I recommend the writing of Pearl S. Buck. Her book, "Voices in the House," is a riotous clash between the compassionate civilized landowner and his sense of intrusion which extends beyond his own extending family to grandfathered servants in his employ. This attorney married the daughter who grew up on the Manchester, Vermont estate. He commutes to the city to at least give counsel to the indicted mobsters in their constitutionally preserved right to assert their defense. Meanwhile people are growing up around him and finding their own way, and one of them has dreams of inclusion that are denied, which creates her imbalance as daughter of the cook.

I remember standing in the dark peering into some diaramas of turn of the century New York, and would have remained there, in fact, did so in my imagination. This girl, of course, truly fits the part of leaving the servants' quarters and luxuriating about the main house. She also learned to speak well and receives favorable verbal descriptions of her general aura of lovliness.

Ms. Buck's reserved and curiously objective descriptions extend to all parties. At some point she pulls back from the main family, the husband and wife, to suggest this is all we can expect from them. Ultimately they explore and acknowledge their part in the bizarre turn of events...

Truly high level bizarre material has transpired by this time, involving a large protective attack dog and even sewing needles ???...

"We didn't just -- let her into the house."

Good idea! Welcome her. We grow from our dreams when we explore them in reality.

At the time of this book's publication, 1953, Ms. Buck was writing under the pseudonym of John Sedges.
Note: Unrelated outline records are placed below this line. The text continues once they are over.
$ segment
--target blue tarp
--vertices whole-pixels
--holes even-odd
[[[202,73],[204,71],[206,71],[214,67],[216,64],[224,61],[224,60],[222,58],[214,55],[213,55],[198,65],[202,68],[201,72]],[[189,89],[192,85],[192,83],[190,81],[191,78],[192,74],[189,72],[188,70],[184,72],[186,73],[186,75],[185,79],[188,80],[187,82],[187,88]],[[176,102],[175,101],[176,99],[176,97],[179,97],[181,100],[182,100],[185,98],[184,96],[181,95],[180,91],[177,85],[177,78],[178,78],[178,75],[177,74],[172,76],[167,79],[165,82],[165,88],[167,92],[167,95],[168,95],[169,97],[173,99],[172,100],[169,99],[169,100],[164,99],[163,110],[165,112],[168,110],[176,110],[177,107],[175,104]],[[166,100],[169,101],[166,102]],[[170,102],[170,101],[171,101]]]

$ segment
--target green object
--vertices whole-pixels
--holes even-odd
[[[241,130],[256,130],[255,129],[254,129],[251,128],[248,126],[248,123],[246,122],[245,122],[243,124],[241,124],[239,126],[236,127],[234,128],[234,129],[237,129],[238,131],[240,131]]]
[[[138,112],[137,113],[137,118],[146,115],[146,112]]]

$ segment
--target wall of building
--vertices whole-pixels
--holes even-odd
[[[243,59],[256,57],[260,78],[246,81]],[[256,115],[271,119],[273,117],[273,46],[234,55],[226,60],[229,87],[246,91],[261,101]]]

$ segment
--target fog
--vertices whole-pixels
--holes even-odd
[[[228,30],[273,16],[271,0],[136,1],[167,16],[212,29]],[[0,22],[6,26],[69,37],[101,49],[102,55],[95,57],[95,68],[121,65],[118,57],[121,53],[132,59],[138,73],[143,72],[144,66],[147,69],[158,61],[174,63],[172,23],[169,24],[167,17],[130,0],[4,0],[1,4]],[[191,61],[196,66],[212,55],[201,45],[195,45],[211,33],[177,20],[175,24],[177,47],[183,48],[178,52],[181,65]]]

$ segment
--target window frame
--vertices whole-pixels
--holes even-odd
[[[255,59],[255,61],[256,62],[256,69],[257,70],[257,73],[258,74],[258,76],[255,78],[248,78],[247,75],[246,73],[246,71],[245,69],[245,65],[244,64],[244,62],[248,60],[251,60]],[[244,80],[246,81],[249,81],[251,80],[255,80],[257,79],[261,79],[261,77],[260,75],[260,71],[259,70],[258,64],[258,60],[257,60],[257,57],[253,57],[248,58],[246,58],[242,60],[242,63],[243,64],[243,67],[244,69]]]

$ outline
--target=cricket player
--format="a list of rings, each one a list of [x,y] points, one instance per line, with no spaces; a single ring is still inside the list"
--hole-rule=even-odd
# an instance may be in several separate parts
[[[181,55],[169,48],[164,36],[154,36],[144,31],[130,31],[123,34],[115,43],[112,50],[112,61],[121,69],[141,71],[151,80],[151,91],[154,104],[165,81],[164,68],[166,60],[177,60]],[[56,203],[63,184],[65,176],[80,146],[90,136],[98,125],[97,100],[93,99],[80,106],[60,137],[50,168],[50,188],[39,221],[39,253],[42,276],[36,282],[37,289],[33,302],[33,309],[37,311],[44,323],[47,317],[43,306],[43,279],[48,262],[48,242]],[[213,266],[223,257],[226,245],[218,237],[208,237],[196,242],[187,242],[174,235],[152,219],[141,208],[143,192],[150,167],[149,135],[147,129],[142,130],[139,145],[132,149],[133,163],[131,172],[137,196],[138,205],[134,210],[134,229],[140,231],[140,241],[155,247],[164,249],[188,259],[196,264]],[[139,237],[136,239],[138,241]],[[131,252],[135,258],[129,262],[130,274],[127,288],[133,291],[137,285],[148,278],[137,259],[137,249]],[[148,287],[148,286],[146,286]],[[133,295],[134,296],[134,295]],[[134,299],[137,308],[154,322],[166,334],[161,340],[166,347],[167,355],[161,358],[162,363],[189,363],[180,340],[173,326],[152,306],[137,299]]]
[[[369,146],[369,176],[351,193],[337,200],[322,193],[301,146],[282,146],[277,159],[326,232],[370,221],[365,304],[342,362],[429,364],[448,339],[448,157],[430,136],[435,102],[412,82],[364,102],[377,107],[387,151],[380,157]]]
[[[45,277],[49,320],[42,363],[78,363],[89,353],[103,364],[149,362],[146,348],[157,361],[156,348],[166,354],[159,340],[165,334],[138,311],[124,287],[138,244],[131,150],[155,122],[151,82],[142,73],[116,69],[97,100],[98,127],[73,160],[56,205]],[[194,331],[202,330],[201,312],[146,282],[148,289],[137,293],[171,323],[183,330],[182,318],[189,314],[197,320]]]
To convey the pleasures and insights to be found within, here is an exerpt from the book which illuminates the meaning of Adam's Rib:

"Eve, made from the rib of Adam, was only the legend of the perverse and female moon torn from the side of the newly created globe of billions of years ago, and the gaping wound of the Pacific basin, raw basalt at the bottom, was still unhealed as man himself. And here was the moon as he had seen it last night, whirling above the yearning earth, remote and unreachable, never again to be joined, and yet pulling the earth's tides toward herself, only to reject them again and again in the ceaseless rise and fall of the rhythms of untiring creation. "

I read the 35 cent 1960 paperback Cardinal Edition with a cover that looks like it was painted by Darryl Green.